Week In Review: Design, Low Power

Interconnect modeling; 56G Ethernet PHY; FPGA timing in the cloud; EDA, IP sales up.


Tools & IP
Cadence uncorked the latest version of the Sigrity signal integrity analysis family of tools, adding a 3D design and 3D analysis environment integrated with Allegro PCB tools that allows users to import mechanical structures, such as cables and connectors, and merge them with the PCB for modeling and optimization as one structure. It also adds full Rigid-Flex PCB extraction from a single layout database and faster IC package modeling.

Synopsys debuted 56G Ethernet PHY IP targeting 400Gbps hyperscale data center SoCs. The PHY supports single and aggregated link rates from 10G to 400G Ethernet while meeting the PAM-4 and NRZ signaling. The receiver features a multi-loop clock and data recovery circuit for better jitter performance, as well as a full-featured DSP.

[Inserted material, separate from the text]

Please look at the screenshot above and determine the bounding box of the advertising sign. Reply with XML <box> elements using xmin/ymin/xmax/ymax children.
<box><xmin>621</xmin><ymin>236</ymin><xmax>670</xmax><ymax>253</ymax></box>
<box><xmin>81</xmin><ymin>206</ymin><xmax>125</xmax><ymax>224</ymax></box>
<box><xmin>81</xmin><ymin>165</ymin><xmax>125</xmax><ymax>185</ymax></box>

Cadence also updated its Voltus IC Power Integrity Solution with an extensively parallel algorithm option employing distributed processing technology for power grid signoff at advanced nodes According to the company, the new algorithm provides performance improvements up to 5X and works on giga-scale designs. It has been used by HiSilicon to sign off mobile and HPC production designs.

Plunify launched its FPGA timing and analytics tool, InTime, on the Plunify Cloud platform for on-demand development, optimization, testing and deployment of Xilinx FPGAs using the Vivado Design Suite. The Plunify Cloud plugin for Vivado allows users to offload compute-intensive builds to the cloud or directly access a preloaded cloud machine.

Dolphin Integration released a new free version of its IDE supporting RISC-V microcontrollers. The new release includes support for more RISC-V ISA extensions as well as a stack-unwinding tool in the debug toolbox and new pre-defined MCU subsystems for the company’s RV32 Tornado SoC.

C-SKY Microsystems, part of Alibaba, licensed UltraSoC’s embedded analytics technology for use in SoCs targeting AI-based applications. The companies plan a long-term partnership.

A team from Cadence, Carnegie Mellon University, and Nvidia will be part of DARPA’s Intelligent Design of Electronic Assets (IDEA) program aimed at creating an automated, unified layout generator for mixed-signal integrated circuits, systems-in-package, and printed circuit boards.

EDA and IP revenues reached $2.309 billion in the first quarter of 2018, up 7.8% from Q1 2017, according to the ESD Alliance’s Market Statistics Service. The four-quarters moving average rose 9.1%. Every product category and region showed positive growth, with double digit increases for both IC Physical Design & Verification (19.3%) and PCB & MCM (13.8%). Hiring remains strong, with tracked companies reporting 41,110 employees, up 10.4% from the same time last year and 2.9% from the previous quarter.

Cadence reported second quarter 2018 financial results with revenue of $518 million. On a GAAP basis, net income was $0.27 per share, while non-GAAP income was $0.45 per share. The company recently adopted new reporting standards; under the prior system, income for the quarter was $515 million, up 7.5%. GAAP earnings were $0.26 per share, up 4%, and non-GAAP earnings were $0.44 per share, up 29.4%. “Multiple technology waves, especially machine learning, are driving increased design activity,” noted Cadence CEO Lip-Bu Tan.